The MLB Home Run Derby Runs On This Weird Medical Technology

For most of Major League Baseball’s history, the distance that a player hit a home run was anybody’s guess. But starting in 1990, measuring the distance home runs traveled became a science as one researcher adapted a medical imaging technology into a quintessential baseball tool. Syd Mandelbaum helped transform what had previously been a speculative pissing contest into a legitimate statistic. It even helped settle some old scores.

On Thursday, the morning of the MLB’s annual Home Run Derby, Mandelbaum, my friend’s dad and the man who first figured out how to calculate the distance a monster dinger traveled, explained the unexpectedly medical-inspired history of home run measurement. For years, Mandelbaum worked on medical imaging technologies used for in vitro fertilization (IVF) as well as for measuring the distance between blood cells. He recalls the moment he realized he could use microscopic measurements to solve a macroscopic problem.

“One day I was watching a Yankee game, and Jesse Barfield had hit a home run,” recalled Mandelbaum, who is now the founder and CEO of food waste reduction nonprofit Rock and Wrap It Up!. The Yankees’ color commentator at the time, Phil Rizzuto, speculated that Barfield had hit the homer 400 feet, sparking a live debate with his colleague Bobby Murcer. That was Mandelbaum’s eureka moment.

“All of a sudden, it occurred to me that if I could take the micro-measurement algorithms, they could become macro-measurement algorithms, as long as I learned how to correct for the difference of magnification within a ballpark,” he says. “I was able to use an overhead photo of a ballpark, taken directly down 90 degrees. I entered that into my computer, and we were able to enter X and Y measurements and measure specific distances on the photograph.”

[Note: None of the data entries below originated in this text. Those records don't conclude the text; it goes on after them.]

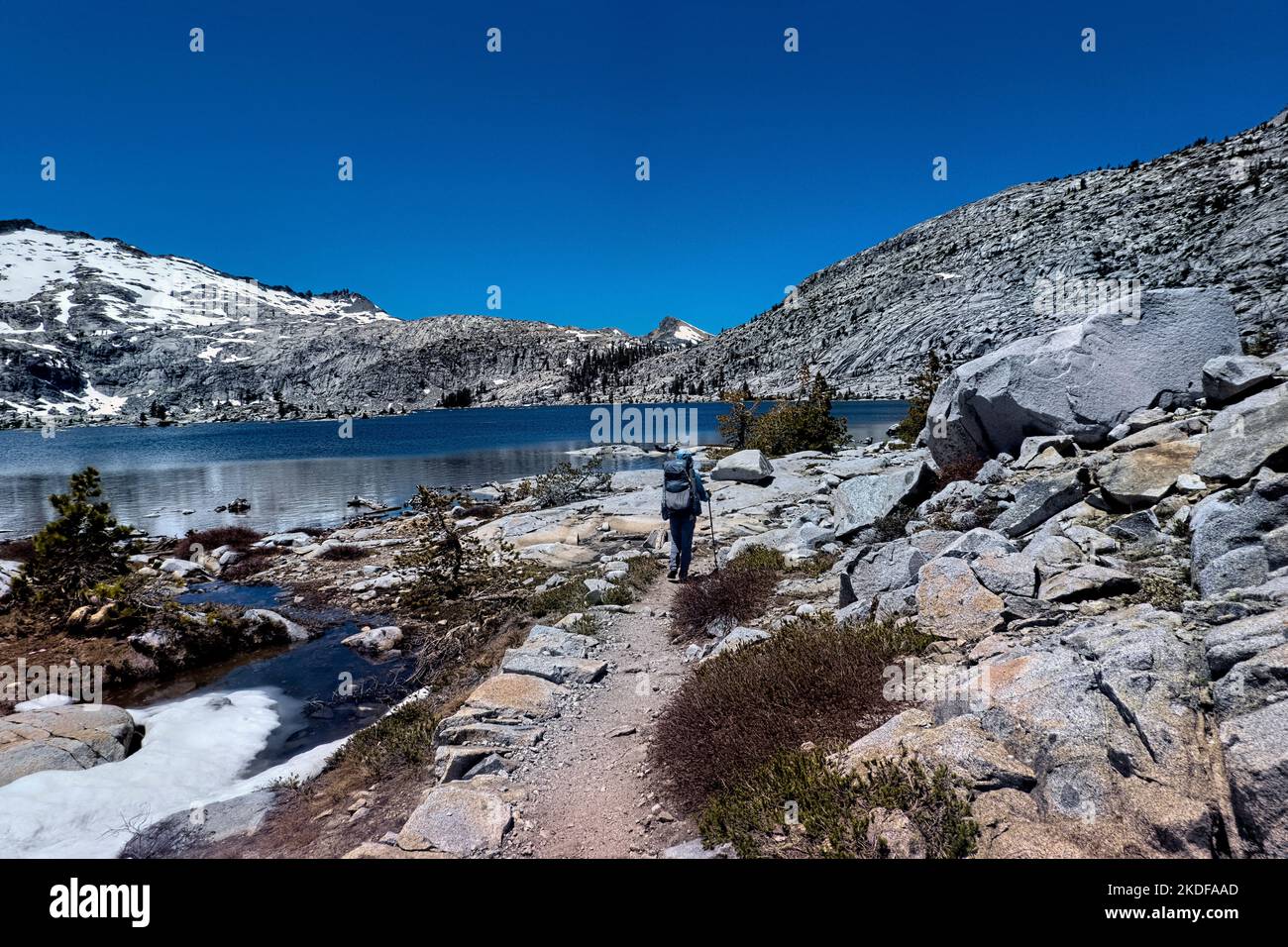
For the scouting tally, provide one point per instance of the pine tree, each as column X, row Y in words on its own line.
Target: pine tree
column 77, row 551
column 923, row 386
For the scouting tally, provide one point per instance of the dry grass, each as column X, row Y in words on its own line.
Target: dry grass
column 254, row 561
column 344, row 552
column 831, row 810
column 811, row 682
column 735, row 594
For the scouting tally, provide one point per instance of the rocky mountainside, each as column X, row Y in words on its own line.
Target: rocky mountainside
column 101, row 329
column 97, row 328
column 1024, row 261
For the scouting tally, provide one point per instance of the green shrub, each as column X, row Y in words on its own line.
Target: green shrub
column 344, row 552
column 406, row 736
column 566, row 483
column 831, row 810
column 759, row 558
column 804, row 423
column 738, row 425
column 563, row 599
column 454, row 567
column 82, row 547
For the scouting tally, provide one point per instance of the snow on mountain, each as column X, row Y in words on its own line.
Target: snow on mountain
column 675, row 333
column 97, row 329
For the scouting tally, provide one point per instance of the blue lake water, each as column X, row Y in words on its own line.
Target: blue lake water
column 300, row 474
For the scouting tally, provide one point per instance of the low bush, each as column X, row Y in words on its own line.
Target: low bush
column 346, row 552
column 734, row 594
column 239, row 538
column 831, row 810
column 254, row 561
column 814, row 681
column 403, row 737
column 962, row 470
column 566, row 483
column 454, row 570
column 17, row 551
column 561, row 600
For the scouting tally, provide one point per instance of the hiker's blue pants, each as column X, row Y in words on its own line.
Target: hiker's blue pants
column 682, row 543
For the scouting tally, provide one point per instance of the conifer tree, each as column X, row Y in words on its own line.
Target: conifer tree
column 82, row 547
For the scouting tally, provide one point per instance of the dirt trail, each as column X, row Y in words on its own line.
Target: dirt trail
column 589, row 791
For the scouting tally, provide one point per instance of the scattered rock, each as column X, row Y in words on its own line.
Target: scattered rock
column 743, row 467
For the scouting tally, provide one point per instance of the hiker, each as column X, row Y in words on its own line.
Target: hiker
column 682, row 505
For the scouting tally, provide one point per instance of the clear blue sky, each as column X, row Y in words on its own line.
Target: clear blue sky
column 518, row 169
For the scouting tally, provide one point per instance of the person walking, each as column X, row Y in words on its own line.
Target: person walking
column 683, row 495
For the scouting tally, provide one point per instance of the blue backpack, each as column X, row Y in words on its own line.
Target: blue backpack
column 678, row 486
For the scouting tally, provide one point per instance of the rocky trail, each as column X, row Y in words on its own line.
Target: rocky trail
column 588, row 792
column 549, row 757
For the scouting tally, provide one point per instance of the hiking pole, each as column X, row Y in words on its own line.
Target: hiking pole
column 715, row 549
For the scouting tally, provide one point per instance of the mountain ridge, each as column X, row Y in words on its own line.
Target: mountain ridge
column 97, row 328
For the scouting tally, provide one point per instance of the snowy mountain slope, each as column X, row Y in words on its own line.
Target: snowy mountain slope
column 674, row 333
column 97, row 328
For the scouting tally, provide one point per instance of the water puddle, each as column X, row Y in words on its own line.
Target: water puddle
column 210, row 735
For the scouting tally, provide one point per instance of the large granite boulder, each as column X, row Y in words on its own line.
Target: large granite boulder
column 1141, row 478
column 743, row 467
column 1236, row 536
column 1245, row 436
column 1083, row 379
column 76, row 736
column 861, row 501
column 459, row 818
column 879, row 570
column 1039, row 500
column 1229, row 376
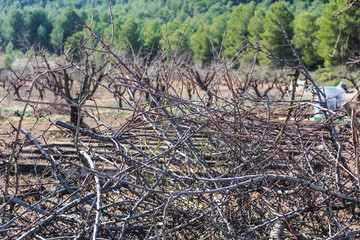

The principle behind this innovative approach came directly from Mandelbaum’s work with Optech Instrument Corp., where he had worked on a microscopic measurement technique that helped overcome a common problem with in vitro fertilization, a fertility technique where sperm and egg are mixed together in a petri dish: Doctors couldn’t accurately gauge the best part of an ova’s zona pellucida — its protective membrane — to pierce during IVF, and often accidentally destroyed ova while attempting to fertilize them. By imposing a simple X and Y axis on an image and using the associated measurement algorithm, doctors could then ensure that they aimed for the thinnest part of the zona pellucida, therefore saving the valuable oocytes from accidental destruction.

So Mandelbaum scaled this technique up. He used the known distance from first to third base as an X axis (it’s always 127.28 feet) and the line from home plate to the center of the outfield wall (which is different for each field, but always known) as the Y axis.

“The first game that we used it in was April 16, 1991,” says Mandelbaum. He set up his tiny computer and a borrowed monitor in a suite at San Francisco’s Candlestick Park (with Grateful Dead manager Dennis McNally along for the ride), and measured the first home run ever measured in a game: The San Francisco Giants’ Will Clark hit a 381-foot home run to right field in a game against the team’s rival, the Los Angeles Dodgers. Shortly after the run, an operations staffer for the Giants ran up to the booth to tell Mandelbaum that a physical measurement from the back of the fence matched the computer model.

“I knew that I had sold him.”

From that moment, Mandelbaum’s technique grew in popularity, and people started approaching him to retroactively measure home runs that had happened before the days of measurement. And while this measurement technique is no longer used today, the current technologies, like ESPN’s Home Run Tracker, use the same general idea and add a few more variables. So, when you tune in to the MLB Home Run Derby on Thursday night and that number pops up on your TV to tell you how far Aaron Judge or Giancarlo Stanton just hit a dinger, remember Syd Mandelbaum and his microscopic measurement algorithms.